ORIGINAL NETWORK: HBO – CURRENT NETWORK: SKY ATLANTIC
CREATED BY: David Milch
STARRING: Timothy Olyphant, Ian McShane, Molly Parker, Powers Boothe, Dayton Callie, Kim Dickens, Brad Dourif, John Hawkes, and Robin Weigert etc.
SEASONS: 3 – EPISODES: 36
ORIGINAL RELEASE: March 21, 2004 – August 27, 2006
The blood and sweat and liquor seep into muddy earth as wood creaks, leather cracks and barrels roll within the midst of morning in Deadwood town. Horses cry readying themselves for the work ahead as the hangover of alcohol, greed and necessity fill men, women and children’s hearts not knowing how the day will end. They could be destitute, broke or worse; six feet under from a gunshot or plague or had their throat cut during a game of poker. Or they could be richer than a King or Queen having struck lucky in the goldmines of Montana. These are desperate times brimming with whores, bandits, con-artists, killers and unbelievably twisted optimism. There’s hope that striking gold will change lives forever and bring about fortune and prosperity. More often than not though it simply brings about death.

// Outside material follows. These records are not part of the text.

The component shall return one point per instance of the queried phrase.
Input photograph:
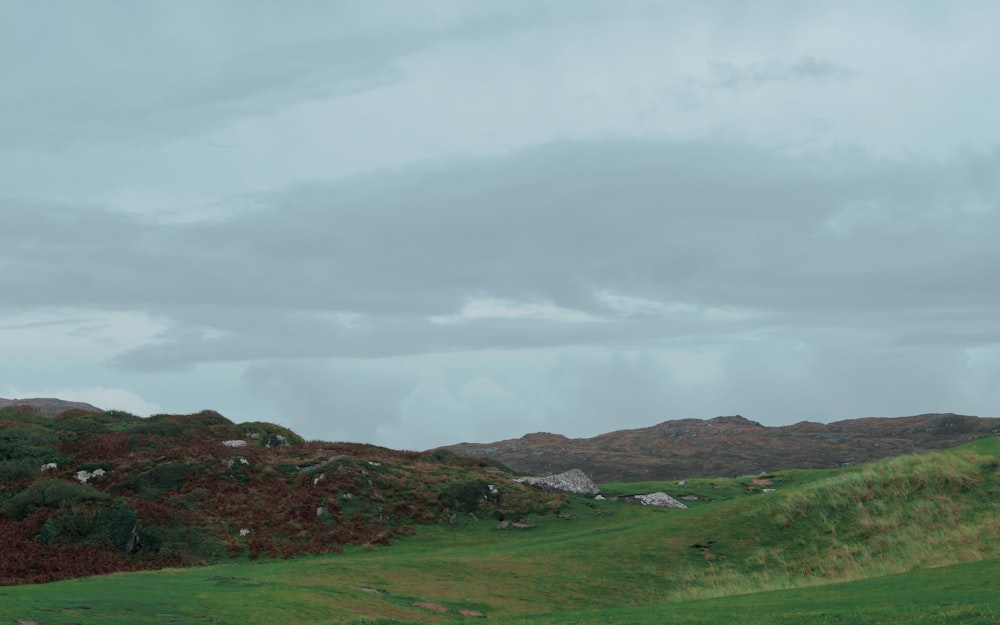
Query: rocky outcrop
(662, 500)
(573, 481)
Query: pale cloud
(99, 396)
(409, 222)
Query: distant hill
(85, 492)
(729, 446)
(49, 406)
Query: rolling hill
(913, 539)
(730, 446)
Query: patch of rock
(662, 500)
(573, 481)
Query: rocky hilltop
(730, 446)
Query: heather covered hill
(730, 446)
(605, 561)
(48, 406)
(94, 492)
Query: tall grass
(896, 515)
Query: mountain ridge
(728, 446)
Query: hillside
(48, 406)
(730, 446)
(783, 553)
(94, 492)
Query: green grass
(788, 556)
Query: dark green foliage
(13, 470)
(49, 493)
(154, 483)
(30, 444)
(465, 496)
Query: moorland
(184, 524)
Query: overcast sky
(417, 223)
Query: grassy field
(921, 532)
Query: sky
(422, 222)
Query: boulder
(573, 481)
(662, 500)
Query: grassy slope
(623, 563)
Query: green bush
(13, 470)
(35, 444)
(96, 522)
(161, 479)
(464, 496)
(49, 493)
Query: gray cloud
(734, 76)
(359, 269)
(469, 220)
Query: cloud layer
(410, 224)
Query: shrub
(154, 483)
(49, 493)
(13, 470)
(464, 496)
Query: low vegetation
(914, 539)
(88, 493)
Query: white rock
(662, 500)
(572, 481)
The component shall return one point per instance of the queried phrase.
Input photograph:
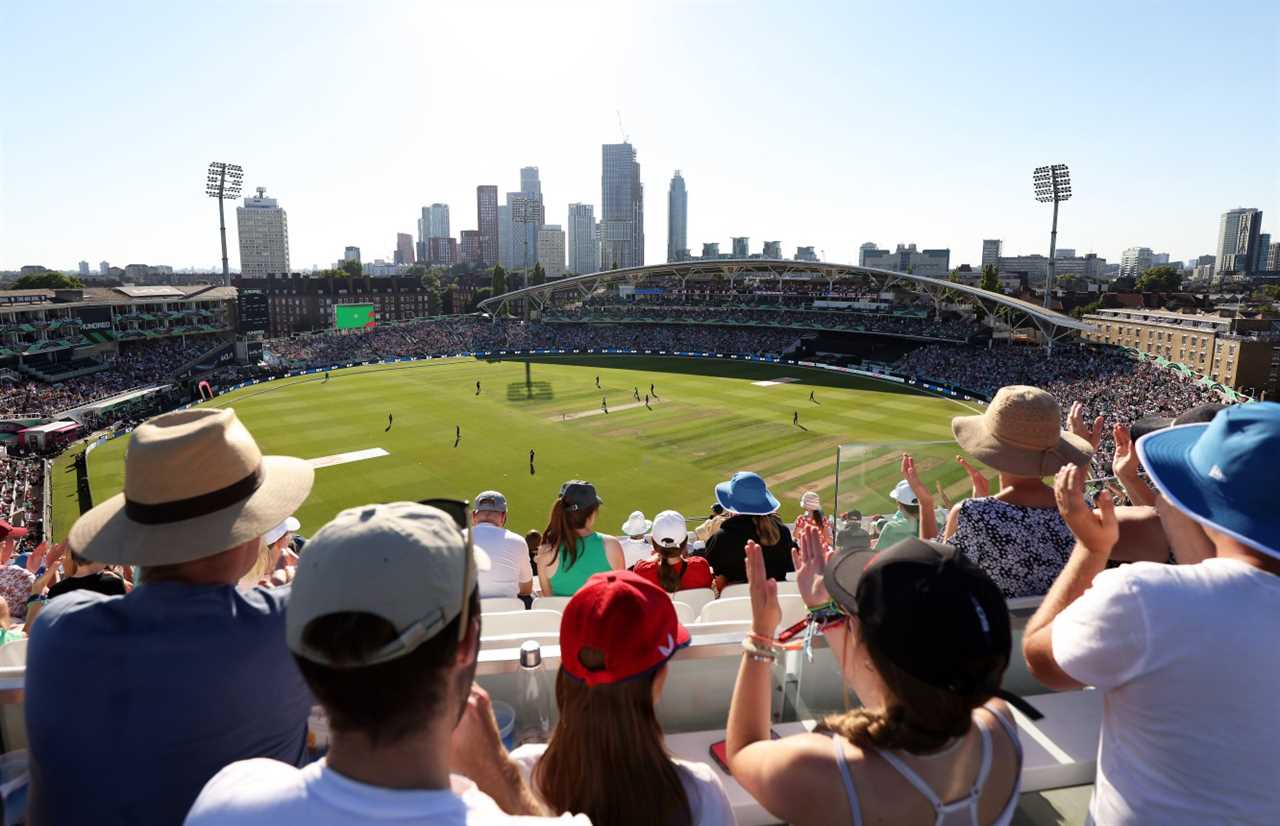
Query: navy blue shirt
(146, 697)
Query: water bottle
(534, 707)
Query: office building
(403, 249)
(469, 246)
(991, 251)
(621, 208)
(487, 223)
(908, 259)
(1136, 260)
(1238, 240)
(584, 249)
(677, 219)
(1224, 348)
(551, 250)
(264, 237)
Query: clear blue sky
(812, 123)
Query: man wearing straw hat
(187, 672)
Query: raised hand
(766, 611)
(1097, 530)
(1075, 424)
(810, 562)
(979, 484)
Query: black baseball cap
(935, 614)
(1200, 414)
(579, 494)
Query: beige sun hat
(195, 484)
(1022, 433)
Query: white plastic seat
(501, 603)
(695, 598)
(551, 603)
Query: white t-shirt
(269, 793)
(508, 557)
(703, 786)
(634, 551)
(1189, 660)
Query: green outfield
(709, 420)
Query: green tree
(48, 279)
(1160, 279)
(990, 278)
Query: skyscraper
(677, 219)
(991, 251)
(1238, 240)
(551, 250)
(621, 208)
(264, 237)
(487, 223)
(584, 252)
(403, 247)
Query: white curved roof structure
(1015, 311)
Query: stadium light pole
(222, 182)
(1052, 185)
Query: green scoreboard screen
(353, 316)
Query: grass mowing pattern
(708, 421)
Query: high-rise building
(1136, 260)
(264, 237)
(677, 219)
(1238, 240)
(991, 251)
(584, 250)
(487, 223)
(403, 249)
(551, 250)
(621, 208)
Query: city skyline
(854, 181)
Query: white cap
(288, 525)
(904, 493)
(670, 529)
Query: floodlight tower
(1052, 183)
(223, 182)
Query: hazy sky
(823, 124)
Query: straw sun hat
(195, 484)
(1020, 434)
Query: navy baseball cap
(1223, 474)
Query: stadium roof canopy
(1014, 311)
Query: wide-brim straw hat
(1020, 433)
(195, 484)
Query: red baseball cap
(627, 619)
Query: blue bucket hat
(745, 493)
(1223, 473)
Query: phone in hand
(720, 756)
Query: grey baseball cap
(579, 494)
(490, 501)
(403, 561)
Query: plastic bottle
(534, 706)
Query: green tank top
(590, 560)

David Milch’s formidably researched Western TV classic was a show I’d never ever seen so I took great pleasure drinking in its’ flavours and palette at the end of 2017. I recall when released the tabloid newspapers were forever reporting the controversy of the colourful industrial language. While the language is indeed profane and sometimes enough to make a football referee blush it is the stand-out element of the scripts. Because Deadwood is one of the most brilliantly written shows I’ve seen; and while the dialogue is clearly anachronistic it feels paradoxically authentic. Throughout the thirty-six episodes the monologues sing from the screen as a litany of character actors drawl and deliver words of filth, comedy and great tragedy. At times the dialogue is so dense it reaches sonorous Shakespearean heights.

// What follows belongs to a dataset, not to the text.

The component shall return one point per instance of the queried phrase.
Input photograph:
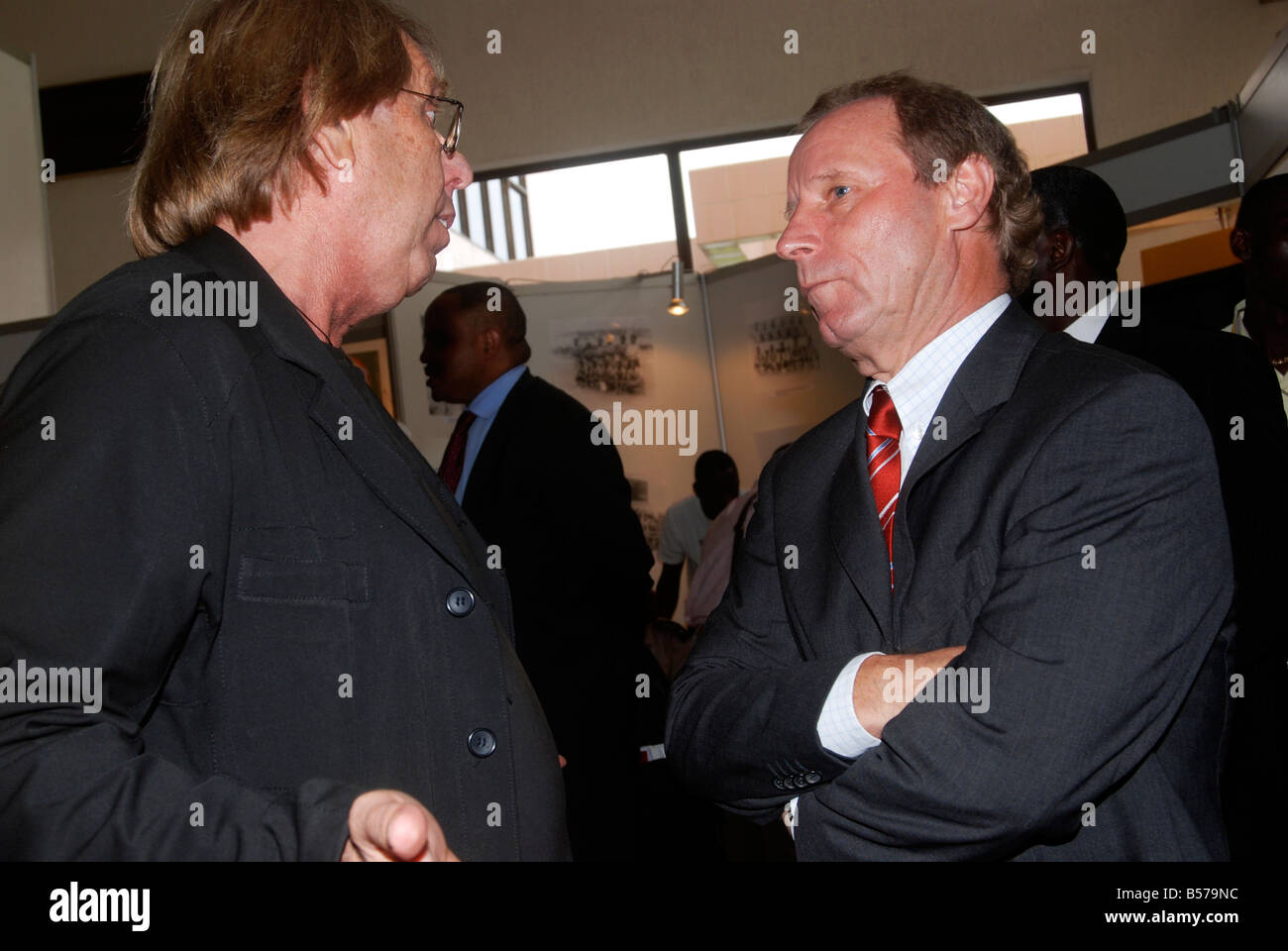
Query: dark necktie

The narratives of each season feature characters based on real people from history (Calamity Jane, Wild Bill Hickok, Al Swearengen, Seth Bullock et al); all presented via a daily slice of mining camp life through an incredible ensemble cast. There are no heroes to hang our desires on but rather a rag-tag clan of flawed human beings presented as: killers, cowards, thugs, addicts, prostitutes, card sharks, immigrants, gold-diggers, crooked politicians and morally dubious law representatives. The amazing cast, led with frightening acting acumen by: Ian McShane, Timothy Olyphant, Molly Parker, John Hawkes, Robin Weigert, Brian Cox and Powers Boothe spit words as weapons, while the glint of gold drives humanity, creating a hard-bitten early representation of the American dream.
Here the early realms of civilization and society are shown to be full of issues relating to: race, capitalism, prostitution, misogyny, violence, politics, and immigration. Thankfully, things have changed now and we live in a near-perfect society with no problems today. NOT! Deadwood may represent a series of distant Wild West memories but its’ grizzled and bloody vision of humanity is just as valid today. The streets of society now may have pavement and tarmac and skyscrapers but they are still besmirched with blood and greed and alas that will never change.